Linear Systems and Polynomials: Linear systems and polynomials are found in a wide range of applications including computer graphics, wireless communication, compression, and cryptographic operations. Thus, designers often are challenged with implementing these in a high performance and efficient manner. We developed of design techniques aimed at developing efficient implementations of linear systems and polynomials in hardware and software [J15, J18, J22, C25, C27, C28, C29, C30, C45, C52]. This was a close collaboration with Farzan Fallah at Fujitsu Laboratories of America and formed the basis of Anup Hosangadi’s PhD thesis [T4]. It was the subject of two preliminary patents; one of those was granted and licensed by Fujitsu. The book titled “Arithmetic Optimization Techniques for Hardware and Software Design” [B2] provides the most complete description of this research.

Ant Colony Optimization (ACO): ACO is a meta-heuristic to solve problems by applying the same logic used by ants to find the shortest path to a food source. ACO is a relatively new meta-heuristic (at least compared to its counterparts like simulated annealing and genetic algorithms) and shown to be very effective at solving general optimization problems. We were the first to apply this towards operation scheduling, resource allocation, and binding — the core algorithms for high level synthesis [J13, J16, J17, C23, C26, C33, C48]. These techniques were quite efficient at handling a wide range of problems that we threw at them. They solved both the resource constrained and latency constrained problems better than commonly used algorithms. We extended it to handle complex scheduling constraints, pipelining, and conditional execution. During his PhD, Wenrui Gong worked at Mentor Graphics on the Catapult C HLS team. He integrated our ideas into their commercial HLS framework and tested the results on a large number of industrial applications. Our techniques outperformed their algorithms; see Wenrui Gong’s PhD thesis for details [T7]. Ultimately, they didn’t use these techniques for non-technical reasons. Gang Wang initially came up with the idea of exploring ACO for HLS and this formed the core of his PhD thesis [T6].

FPGA Architecture: “In the beginning”, FPGA architectures consisted of mostly homogenous arrays of programmable logic blocks and bit level interconnect. Today, FPGA are an extremely heterogeneous mix of data paths, memories, and I/O intermixed with programmable logic. My doctoral work [B1] largely focused on the benefits of hardening FPGAs, i.e., adding custom data paths, memories, and I/O, which makes the FPGAs more efficient but simultaneously makes them less flexible.

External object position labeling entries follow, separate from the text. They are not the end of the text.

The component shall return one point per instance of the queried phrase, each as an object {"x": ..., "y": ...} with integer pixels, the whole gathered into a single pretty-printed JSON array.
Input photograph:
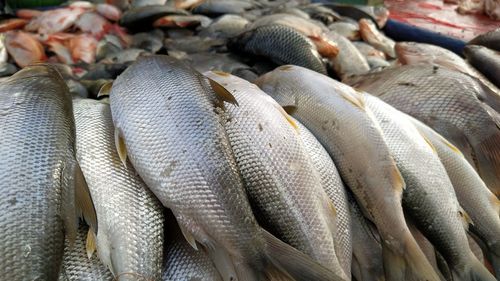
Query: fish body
[
  {"x": 281, "y": 44},
  {"x": 283, "y": 186},
  {"x": 485, "y": 60},
  {"x": 489, "y": 39},
  {"x": 335, "y": 189},
  {"x": 450, "y": 103},
  {"x": 37, "y": 167},
  {"x": 336, "y": 115},
  {"x": 196, "y": 167},
  {"x": 370, "y": 34},
  {"x": 129, "y": 216},
  {"x": 76, "y": 265},
  {"x": 429, "y": 196}
]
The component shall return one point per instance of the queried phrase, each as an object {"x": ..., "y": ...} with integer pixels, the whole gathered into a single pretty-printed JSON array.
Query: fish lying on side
[
  {"x": 281, "y": 44},
  {"x": 196, "y": 167},
  {"x": 283, "y": 187},
  {"x": 429, "y": 198},
  {"x": 485, "y": 60},
  {"x": 42, "y": 182},
  {"x": 477, "y": 200},
  {"x": 447, "y": 101},
  {"x": 347, "y": 130},
  {"x": 130, "y": 218}
]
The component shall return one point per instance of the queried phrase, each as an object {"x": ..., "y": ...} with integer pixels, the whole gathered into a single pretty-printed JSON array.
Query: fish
[
  {"x": 450, "y": 103},
  {"x": 367, "y": 263},
  {"x": 76, "y": 265},
  {"x": 314, "y": 31},
  {"x": 43, "y": 188},
  {"x": 349, "y": 61},
  {"x": 24, "y": 48},
  {"x": 218, "y": 7},
  {"x": 194, "y": 44},
  {"x": 478, "y": 201},
  {"x": 225, "y": 26},
  {"x": 429, "y": 198},
  {"x": 336, "y": 191},
  {"x": 53, "y": 21},
  {"x": 11, "y": 24},
  {"x": 348, "y": 29},
  {"x": 490, "y": 39},
  {"x": 142, "y": 18},
  {"x": 150, "y": 41},
  {"x": 377, "y": 39},
  {"x": 223, "y": 223},
  {"x": 485, "y": 60},
  {"x": 83, "y": 48},
  {"x": 130, "y": 218},
  {"x": 108, "y": 11},
  {"x": 336, "y": 115},
  {"x": 94, "y": 24},
  {"x": 281, "y": 44},
  {"x": 283, "y": 187},
  {"x": 182, "y": 262},
  {"x": 182, "y": 21}
]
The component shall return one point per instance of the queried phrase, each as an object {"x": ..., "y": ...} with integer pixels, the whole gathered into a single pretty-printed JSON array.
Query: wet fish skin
[
  {"x": 314, "y": 98},
  {"x": 429, "y": 198},
  {"x": 370, "y": 34},
  {"x": 37, "y": 168},
  {"x": 349, "y": 61},
  {"x": 485, "y": 60},
  {"x": 429, "y": 93},
  {"x": 335, "y": 189},
  {"x": 284, "y": 189},
  {"x": 76, "y": 266},
  {"x": 182, "y": 262},
  {"x": 474, "y": 196},
  {"x": 285, "y": 46},
  {"x": 489, "y": 39},
  {"x": 224, "y": 224}
]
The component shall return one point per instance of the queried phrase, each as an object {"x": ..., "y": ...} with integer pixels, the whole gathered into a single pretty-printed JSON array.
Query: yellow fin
[
  {"x": 288, "y": 118},
  {"x": 189, "y": 237},
  {"x": 105, "y": 89},
  {"x": 84, "y": 200},
  {"x": 90, "y": 243},
  {"x": 357, "y": 99},
  {"x": 222, "y": 93},
  {"x": 120, "y": 147}
]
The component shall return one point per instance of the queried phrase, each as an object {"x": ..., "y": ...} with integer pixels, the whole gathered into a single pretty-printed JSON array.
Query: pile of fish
[{"x": 244, "y": 140}]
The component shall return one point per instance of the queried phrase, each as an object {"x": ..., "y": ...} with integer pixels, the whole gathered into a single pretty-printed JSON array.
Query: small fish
[
  {"x": 370, "y": 34},
  {"x": 24, "y": 48},
  {"x": 281, "y": 44}
]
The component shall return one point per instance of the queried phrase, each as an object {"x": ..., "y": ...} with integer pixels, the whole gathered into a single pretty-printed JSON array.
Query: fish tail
[
  {"x": 281, "y": 261},
  {"x": 409, "y": 263},
  {"x": 475, "y": 271}
]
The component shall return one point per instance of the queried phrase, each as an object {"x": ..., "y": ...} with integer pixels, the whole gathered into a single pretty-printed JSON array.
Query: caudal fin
[
  {"x": 474, "y": 272},
  {"x": 407, "y": 264},
  {"x": 282, "y": 260}
]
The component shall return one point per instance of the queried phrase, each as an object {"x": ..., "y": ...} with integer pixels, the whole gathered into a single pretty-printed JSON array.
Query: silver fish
[
  {"x": 168, "y": 118},
  {"x": 336, "y": 115},
  {"x": 130, "y": 218},
  {"x": 283, "y": 186},
  {"x": 39, "y": 173},
  {"x": 428, "y": 198}
]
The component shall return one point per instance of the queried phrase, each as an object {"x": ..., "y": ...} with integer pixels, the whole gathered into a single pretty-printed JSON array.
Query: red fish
[
  {"x": 83, "y": 48},
  {"x": 11, "y": 24},
  {"x": 24, "y": 48},
  {"x": 109, "y": 11}
]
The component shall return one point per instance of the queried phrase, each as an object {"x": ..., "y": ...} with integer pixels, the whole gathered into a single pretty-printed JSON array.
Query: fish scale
[
  {"x": 130, "y": 218},
  {"x": 37, "y": 157}
]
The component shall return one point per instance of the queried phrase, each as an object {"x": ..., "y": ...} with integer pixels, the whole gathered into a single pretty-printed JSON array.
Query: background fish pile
[{"x": 213, "y": 140}]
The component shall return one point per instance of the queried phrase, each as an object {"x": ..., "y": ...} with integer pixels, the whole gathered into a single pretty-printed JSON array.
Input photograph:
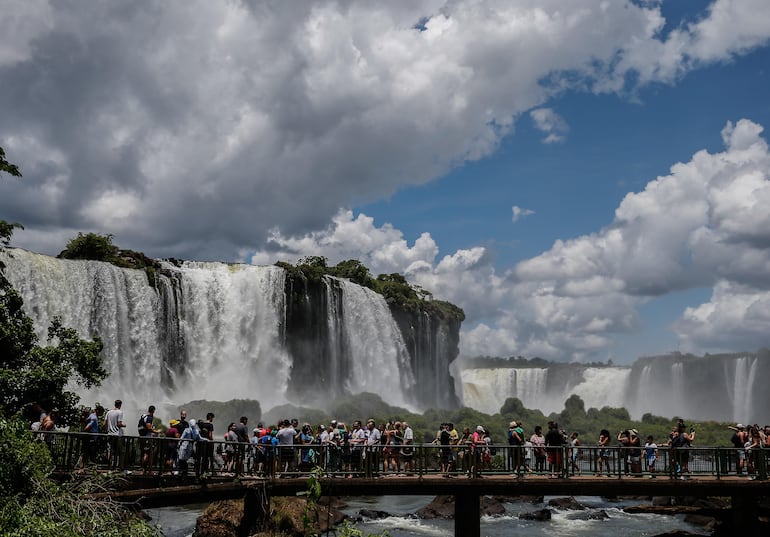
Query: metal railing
[{"x": 157, "y": 456}]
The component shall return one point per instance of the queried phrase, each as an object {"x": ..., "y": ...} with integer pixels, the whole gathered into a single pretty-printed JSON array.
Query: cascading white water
[
  {"x": 603, "y": 386},
  {"x": 96, "y": 299},
  {"x": 230, "y": 321},
  {"x": 487, "y": 389},
  {"x": 378, "y": 356},
  {"x": 745, "y": 370},
  {"x": 228, "y": 318}
]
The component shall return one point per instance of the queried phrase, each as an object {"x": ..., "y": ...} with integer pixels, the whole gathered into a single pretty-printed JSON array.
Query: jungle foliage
[
  {"x": 31, "y": 377},
  {"x": 394, "y": 287}
]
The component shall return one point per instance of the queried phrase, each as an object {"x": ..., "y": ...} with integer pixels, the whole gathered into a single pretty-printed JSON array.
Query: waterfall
[
  {"x": 745, "y": 370},
  {"x": 230, "y": 318},
  {"x": 378, "y": 357},
  {"x": 206, "y": 330},
  {"x": 487, "y": 389},
  {"x": 603, "y": 386}
]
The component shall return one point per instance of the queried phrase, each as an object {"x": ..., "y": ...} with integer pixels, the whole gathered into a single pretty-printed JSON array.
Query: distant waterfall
[
  {"x": 487, "y": 389},
  {"x": 230, "y": 318},
  {"x": 602, "y": 386}
]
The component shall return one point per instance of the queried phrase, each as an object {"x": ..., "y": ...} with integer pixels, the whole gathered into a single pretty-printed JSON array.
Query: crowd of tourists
[{"x": 375, "y": 449}]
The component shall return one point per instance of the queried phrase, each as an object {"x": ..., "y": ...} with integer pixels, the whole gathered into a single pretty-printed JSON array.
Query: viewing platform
[{"x": 208, "y": 476}]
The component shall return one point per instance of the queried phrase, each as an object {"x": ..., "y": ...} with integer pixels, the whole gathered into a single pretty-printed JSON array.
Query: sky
[{"x": 588, "y": 180}]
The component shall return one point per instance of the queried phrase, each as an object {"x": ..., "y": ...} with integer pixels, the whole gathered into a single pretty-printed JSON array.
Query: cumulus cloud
[
  {"x": 193, "y": 129},
  {"x": 702, "y": 225},
  {"x": 213, "y": 130},
  {"x": 519, "y": 213},
  {"x": 551, "y": 124}
]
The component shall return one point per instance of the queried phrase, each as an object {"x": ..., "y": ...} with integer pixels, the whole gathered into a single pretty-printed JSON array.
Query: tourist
[
  {"x": 357, "y": 442},
  {"x": 635, "y": 453},
  {"x": 515, "y": 440},
  {"x": 373, "y": 437},
  {"x": 183, "y": 424},
  {"x": 650, "y": 455},
  {"x": 114, "y": 425},
  {"x": 738, "y": 440},
  {"x": 395, "y": 440},
  {"x": 603, "y": 453},
  {"x": 445, "y": 451},
  {"x": 307, "y": 455},
  {"x": 574, "y": 453},
  {"x": 242, "y": 432},
  {"x": 624, "y": 440},
  {"x": 147, "y": 430},
  {"x": 285, "y": 437},
  {"x": 477, "y": 447},
  {"x": 538, "y": 447},
  {"x": 754, "y": 450},
  {"x": 172, "y": 446},
  {"x": 187, "y": 446},
  {"x": 407, "y": 451},
  {"x": 48, "y": 425},
  {"x": 231, "y": 441},
  {"x": 465, "y": 454},
  {"x": 207, "y": 449}
]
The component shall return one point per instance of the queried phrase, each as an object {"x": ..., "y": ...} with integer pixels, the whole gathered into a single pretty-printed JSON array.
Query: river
[{"x": 180, "y": 521}]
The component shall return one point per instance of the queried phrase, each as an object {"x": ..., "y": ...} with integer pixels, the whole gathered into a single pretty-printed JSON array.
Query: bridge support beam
[
  {"x": 256, "y": 511},
  {"x": 467, "y": 515},
  {"x": 745, "y": 514}
]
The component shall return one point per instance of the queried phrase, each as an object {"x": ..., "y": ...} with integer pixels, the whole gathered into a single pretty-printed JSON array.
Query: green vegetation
[
  {"x": 574, "y": 417},
  {"x": 393, "y": 287},
  {"x": 96, "y": 247},
  {"x": 34, "y": 376}
]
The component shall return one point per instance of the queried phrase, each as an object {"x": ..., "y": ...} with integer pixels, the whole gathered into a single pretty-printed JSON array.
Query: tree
[
  {"x": 355, "y": 271},
  {"x": 91, "y": 246},
  {"x": 29, "y": 373},
  {"x": 31, "y": 503}
]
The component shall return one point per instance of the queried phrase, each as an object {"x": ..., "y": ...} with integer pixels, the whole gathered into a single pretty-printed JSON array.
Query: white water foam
[{"x": 379, "y": 359}]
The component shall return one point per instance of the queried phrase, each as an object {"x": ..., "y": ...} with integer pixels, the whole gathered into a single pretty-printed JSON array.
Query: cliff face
[
  {"x": 329, "y": 331},
  {"x": 432, "y": 340},
  {"x": 192, "y": 330}
]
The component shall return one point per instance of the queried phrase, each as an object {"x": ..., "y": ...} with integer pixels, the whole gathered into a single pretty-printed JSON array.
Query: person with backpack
[
  {"x": 516, "y": 440},
  {"x": 146, "y": 431},
  {"x": 187, "y": 445},
  {"x": 738, "y": 440}
]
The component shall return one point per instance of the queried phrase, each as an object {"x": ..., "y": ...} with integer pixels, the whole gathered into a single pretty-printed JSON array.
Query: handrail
[{"x": 159, "y": 456}]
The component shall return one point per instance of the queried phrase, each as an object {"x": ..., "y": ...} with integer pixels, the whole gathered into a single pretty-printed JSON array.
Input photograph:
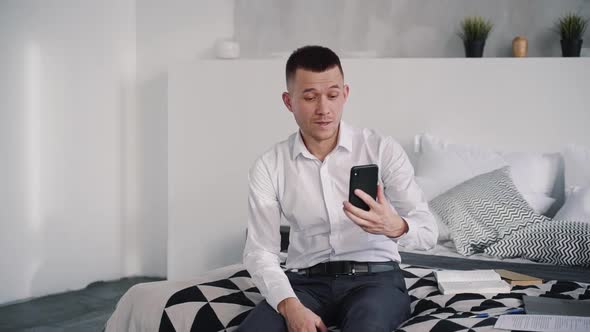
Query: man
[{"x": 342, "y": 265}]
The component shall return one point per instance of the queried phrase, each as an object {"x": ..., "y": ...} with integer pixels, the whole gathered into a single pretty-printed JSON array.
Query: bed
[
  {"x": 221, "y": 299},
  {"x": 522, "y": 226}
]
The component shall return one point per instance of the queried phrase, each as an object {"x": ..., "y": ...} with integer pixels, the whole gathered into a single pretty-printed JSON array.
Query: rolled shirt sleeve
[
  {"x": 261, "y": 253},
  {"x": 407, "y": 198}
]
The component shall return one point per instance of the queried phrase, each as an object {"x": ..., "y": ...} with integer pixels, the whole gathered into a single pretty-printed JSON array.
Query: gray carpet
[{"x": 84, "y": 310}]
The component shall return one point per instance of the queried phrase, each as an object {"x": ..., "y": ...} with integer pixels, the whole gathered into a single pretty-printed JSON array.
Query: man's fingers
[
  {"x": 320, "y": 325},
  {"x": 380, "y": 194},
  {"x": 366, "y": 198},
  {"x": 361, "y": 222},
  {"x": 357, "y": 211}
]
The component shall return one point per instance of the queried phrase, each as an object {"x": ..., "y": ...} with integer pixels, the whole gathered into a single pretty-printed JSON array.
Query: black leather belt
[{"x": 347, "y": 268}]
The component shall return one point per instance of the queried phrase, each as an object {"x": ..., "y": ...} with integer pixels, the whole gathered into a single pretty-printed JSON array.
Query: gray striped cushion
[
  {"x": 554, "y": 242},
  {"x": 483, "y": 210}
]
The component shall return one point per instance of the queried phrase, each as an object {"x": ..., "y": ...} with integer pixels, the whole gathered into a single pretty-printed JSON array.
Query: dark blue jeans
[{"x": 370, "y": 302}]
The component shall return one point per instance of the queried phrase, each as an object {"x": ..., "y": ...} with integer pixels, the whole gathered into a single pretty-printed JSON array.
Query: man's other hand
[
  {"x": 380, "y": 219},
  {"x": 299, "y": 318}
]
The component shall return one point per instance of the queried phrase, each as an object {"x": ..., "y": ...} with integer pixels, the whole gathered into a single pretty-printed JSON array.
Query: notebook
[{"x": 474, "y": 281}]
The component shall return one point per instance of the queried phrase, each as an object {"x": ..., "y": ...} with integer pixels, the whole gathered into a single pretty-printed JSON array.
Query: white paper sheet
[{"x": 543, "y": 323}]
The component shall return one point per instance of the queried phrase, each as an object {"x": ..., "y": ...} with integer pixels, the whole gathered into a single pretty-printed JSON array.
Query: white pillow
[
  {"x": 577, "y": 166},
  {"x": 441, "y": 165},
  {"x": 576, "y": 206}
]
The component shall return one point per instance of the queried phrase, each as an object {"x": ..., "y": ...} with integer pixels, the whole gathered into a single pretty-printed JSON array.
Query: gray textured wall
[{"x": 397, "y": 28}]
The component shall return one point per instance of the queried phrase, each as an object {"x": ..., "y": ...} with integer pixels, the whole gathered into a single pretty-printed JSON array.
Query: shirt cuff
[{"x": 279, "y": 295}]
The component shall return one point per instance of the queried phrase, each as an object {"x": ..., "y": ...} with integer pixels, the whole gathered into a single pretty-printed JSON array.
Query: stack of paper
[
  {"x": 518, "y": 279},
  {"x": 475, "y": 281}
]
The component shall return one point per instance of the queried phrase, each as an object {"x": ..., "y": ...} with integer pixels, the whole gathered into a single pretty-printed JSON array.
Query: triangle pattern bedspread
[{"x": 222, "y": 303}]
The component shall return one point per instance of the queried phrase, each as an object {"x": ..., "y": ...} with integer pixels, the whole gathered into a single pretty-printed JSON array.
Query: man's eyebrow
[{"x": 313, "y": 89}]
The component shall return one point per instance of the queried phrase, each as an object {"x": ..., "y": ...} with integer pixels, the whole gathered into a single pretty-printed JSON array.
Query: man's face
[{"x": 316, "y": 101}]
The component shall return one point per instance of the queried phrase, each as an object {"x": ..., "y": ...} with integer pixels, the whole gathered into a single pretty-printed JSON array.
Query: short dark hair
[{"x": 313, "y": 58}]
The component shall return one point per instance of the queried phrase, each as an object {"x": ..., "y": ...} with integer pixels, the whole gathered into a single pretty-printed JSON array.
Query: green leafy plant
[
  {"x": 475, "y": 28},
  {"x": 571, "y": 26}
]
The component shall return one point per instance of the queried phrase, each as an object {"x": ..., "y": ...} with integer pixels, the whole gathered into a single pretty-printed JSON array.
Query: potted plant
[
  {"x": 474, "y": 32},
  {"x": 571, "y": 28}
]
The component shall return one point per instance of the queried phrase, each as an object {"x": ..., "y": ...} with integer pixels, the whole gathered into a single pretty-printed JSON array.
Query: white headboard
[{"x": 224, "y": 114}]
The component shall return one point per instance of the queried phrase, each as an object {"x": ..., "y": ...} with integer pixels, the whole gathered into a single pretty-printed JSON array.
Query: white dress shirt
[{"x": 288, "y": 185}]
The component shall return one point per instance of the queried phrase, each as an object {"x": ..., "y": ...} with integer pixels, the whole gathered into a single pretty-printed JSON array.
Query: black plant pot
[
  {"x": 474, "y": 48},
  {"x": 571, "y": 47}
]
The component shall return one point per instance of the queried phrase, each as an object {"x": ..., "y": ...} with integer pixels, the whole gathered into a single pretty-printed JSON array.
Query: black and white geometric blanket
[{"x": 222, "y": 303}]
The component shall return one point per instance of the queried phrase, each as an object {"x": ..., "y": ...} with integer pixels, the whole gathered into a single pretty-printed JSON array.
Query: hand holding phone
[{"x": 365, "y": 178}]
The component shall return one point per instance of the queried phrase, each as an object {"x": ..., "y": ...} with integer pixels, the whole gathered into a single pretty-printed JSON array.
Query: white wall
[
  {"x": 83, "y": 148},
  {"x": 168, "y": 32},
  {"x": 66, "y": 70},
  {"x": 224, "y": 114}
]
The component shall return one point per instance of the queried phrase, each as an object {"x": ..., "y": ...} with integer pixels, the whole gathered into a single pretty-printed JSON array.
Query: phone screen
[{"x": 365, "y": 178}]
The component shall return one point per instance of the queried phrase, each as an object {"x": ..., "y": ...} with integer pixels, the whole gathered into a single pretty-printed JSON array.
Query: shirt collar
[{"x": 344, "y": 140}]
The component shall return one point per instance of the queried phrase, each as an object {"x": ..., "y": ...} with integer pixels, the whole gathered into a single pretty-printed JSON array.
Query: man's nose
[{"x": 322, "y": 106}]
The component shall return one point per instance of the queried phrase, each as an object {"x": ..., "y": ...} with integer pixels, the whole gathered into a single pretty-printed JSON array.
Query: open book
[{"x": 475, "y": 281}]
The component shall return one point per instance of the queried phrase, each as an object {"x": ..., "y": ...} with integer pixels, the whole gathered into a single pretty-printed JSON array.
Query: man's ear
[
  {"x": 346, "y": 91},
  {"x": 287, "y": 101}
]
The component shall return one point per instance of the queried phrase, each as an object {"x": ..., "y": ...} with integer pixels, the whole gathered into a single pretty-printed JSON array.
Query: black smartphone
[{"x": 365, "y": 178}]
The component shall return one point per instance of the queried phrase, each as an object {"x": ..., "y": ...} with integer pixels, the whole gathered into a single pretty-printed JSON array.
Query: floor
[{"x": 84, "y": 310}]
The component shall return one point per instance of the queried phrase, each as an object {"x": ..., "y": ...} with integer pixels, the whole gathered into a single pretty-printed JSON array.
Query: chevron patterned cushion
[
  {"x": 554, "y": 242},
  {"x": 483, "y": 210}
]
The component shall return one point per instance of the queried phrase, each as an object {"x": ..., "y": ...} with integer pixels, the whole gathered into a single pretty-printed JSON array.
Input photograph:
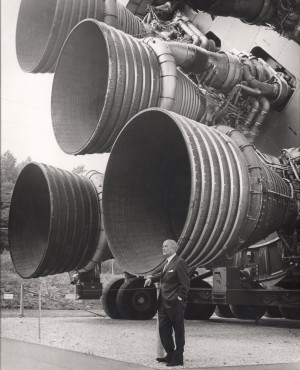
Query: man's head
[{"x": 169, "y": 248}]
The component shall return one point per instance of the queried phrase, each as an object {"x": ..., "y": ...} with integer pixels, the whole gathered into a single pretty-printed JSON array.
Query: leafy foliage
[{"x": 10, "y": 171}]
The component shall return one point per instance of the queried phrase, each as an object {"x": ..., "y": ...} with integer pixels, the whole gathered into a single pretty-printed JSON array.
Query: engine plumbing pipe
[
  {"x": 104, "y": 77},
  {"x": 55, "y": 221},
  {"x": 177, "y": 179},
  {"x": 43, "y": 27},
  {"x": 254, "y": 11}
]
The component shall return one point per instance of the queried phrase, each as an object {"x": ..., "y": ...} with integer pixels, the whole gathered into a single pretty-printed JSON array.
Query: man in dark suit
[{"x": 174, "y": 287}]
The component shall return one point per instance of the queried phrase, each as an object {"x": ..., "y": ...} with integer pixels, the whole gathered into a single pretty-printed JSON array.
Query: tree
[
  {"x": 9, "y": 174},
  {"x": 21, "y": 165},
  {"x": 8, "y": 168}
]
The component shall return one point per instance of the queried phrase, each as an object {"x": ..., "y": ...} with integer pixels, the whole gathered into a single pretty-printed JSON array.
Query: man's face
[{"x": 167, "y": 250}]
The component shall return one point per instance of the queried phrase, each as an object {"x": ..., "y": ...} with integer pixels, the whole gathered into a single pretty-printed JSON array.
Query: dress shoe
[
  {"x": 175, "y": 363},
  {"x": 166, "y": 359}
]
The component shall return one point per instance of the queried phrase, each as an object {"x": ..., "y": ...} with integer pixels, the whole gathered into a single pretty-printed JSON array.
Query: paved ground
[{"x": 17, "y": 355}]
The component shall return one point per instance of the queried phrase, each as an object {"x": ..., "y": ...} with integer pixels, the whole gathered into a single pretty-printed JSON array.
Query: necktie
[{"x": 165, "y": 266}]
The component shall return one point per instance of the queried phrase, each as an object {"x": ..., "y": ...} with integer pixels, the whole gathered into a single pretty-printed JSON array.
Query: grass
[{"x": 53, "y": 289}]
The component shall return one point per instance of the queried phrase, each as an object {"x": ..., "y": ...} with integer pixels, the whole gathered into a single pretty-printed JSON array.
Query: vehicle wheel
[
  {"x": 273, "y": 312},
  {"x": 291, "y": 313},
  {"x": 136, "y": 302},
  {"x": 195, "y": 310},
  {"x": 223, "y": 310},
  {"x": 109, "y": 298},
  {"x": 249, "y": 312}
]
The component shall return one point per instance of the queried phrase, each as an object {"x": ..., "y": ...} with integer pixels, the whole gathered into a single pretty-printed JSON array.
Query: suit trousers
[{"x": 171, "y": 317}]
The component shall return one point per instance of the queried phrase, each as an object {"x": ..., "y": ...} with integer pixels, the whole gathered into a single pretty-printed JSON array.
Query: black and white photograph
[{"x": 150, "y": 184}]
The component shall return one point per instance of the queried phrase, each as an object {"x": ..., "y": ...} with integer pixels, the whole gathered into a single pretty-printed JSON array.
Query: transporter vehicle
[{"x": 198, "y": 104}]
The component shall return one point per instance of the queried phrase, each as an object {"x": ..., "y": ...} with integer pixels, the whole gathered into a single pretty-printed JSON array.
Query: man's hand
[{"x": 148, "y": 280}]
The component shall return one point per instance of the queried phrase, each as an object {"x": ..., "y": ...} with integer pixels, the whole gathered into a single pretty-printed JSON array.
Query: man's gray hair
[{"x": 171, "y": 243}]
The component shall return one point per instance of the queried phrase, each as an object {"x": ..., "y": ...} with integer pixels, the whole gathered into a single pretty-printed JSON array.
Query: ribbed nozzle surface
[
  {"x": 53, "y": 222},
  {"x": 169, "y": 177},
  {"x": 102, "y": 79},
  {"x": 43, "y": 26}
]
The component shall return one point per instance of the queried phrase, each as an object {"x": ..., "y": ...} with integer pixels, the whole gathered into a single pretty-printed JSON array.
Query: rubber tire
[
  {"x": 136, "y": 302},
  {"x": 109, "y": 298},
  {"x": 273, "y": 312},
  {"x": 223, "y": 310},
  {"x": 249, "y": 312},
  {"x": 290, "y": 313},
  {"x": 194, "y": 310}
]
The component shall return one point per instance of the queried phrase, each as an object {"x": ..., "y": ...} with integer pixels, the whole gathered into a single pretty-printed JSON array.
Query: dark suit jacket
[{"x": 174, "y": 283}]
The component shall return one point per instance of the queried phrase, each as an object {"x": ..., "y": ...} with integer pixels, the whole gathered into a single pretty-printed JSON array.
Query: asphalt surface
[{"x": 19, "y": 355}]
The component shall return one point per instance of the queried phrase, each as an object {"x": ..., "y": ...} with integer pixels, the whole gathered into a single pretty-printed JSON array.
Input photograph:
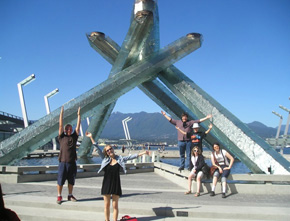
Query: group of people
[{"x": 189, "y": 142}]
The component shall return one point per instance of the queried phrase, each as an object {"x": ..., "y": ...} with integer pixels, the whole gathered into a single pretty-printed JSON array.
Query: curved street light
[
  {"x": 21, "y": 96},
  {"x": 280, "y": 123},
  {"x": 288, "y": 120}
]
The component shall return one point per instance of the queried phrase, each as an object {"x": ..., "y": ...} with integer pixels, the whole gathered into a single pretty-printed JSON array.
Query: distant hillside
[{"x": 154, "y": 127}]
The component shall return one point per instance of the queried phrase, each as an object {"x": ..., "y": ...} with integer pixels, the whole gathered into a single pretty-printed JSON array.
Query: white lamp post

Thus, there is a fundamental tradeoff between customization and programmability that I explored during my PhD research and early academic career [B1, B2, J6, J14, C15, C18, C20, C32].

Community Service: I am extremely active in the FPGA and hardware acceleration technical community. As General Chair, I am leading the organization of the 2019 IEEE International Symposium On Field-Programmable Custom Computing Machines (https://www.fccm.org/). I was the the Technical Program Committee Chair for IEEE International Conference on Application-specific Systems, Architectures and Processors (http://asapconference.org/2017.html). And I have served on the technical program committees for many of the major conferences including the International Symposium on Field Programmable Gate Arrays, International Conference on Application-specific Systems, Architectures and Processors, International Conference on Field Programmable Logic and Applications (FPL), and IEEE International Symposium on Field-Programmable Custom Computing Machines.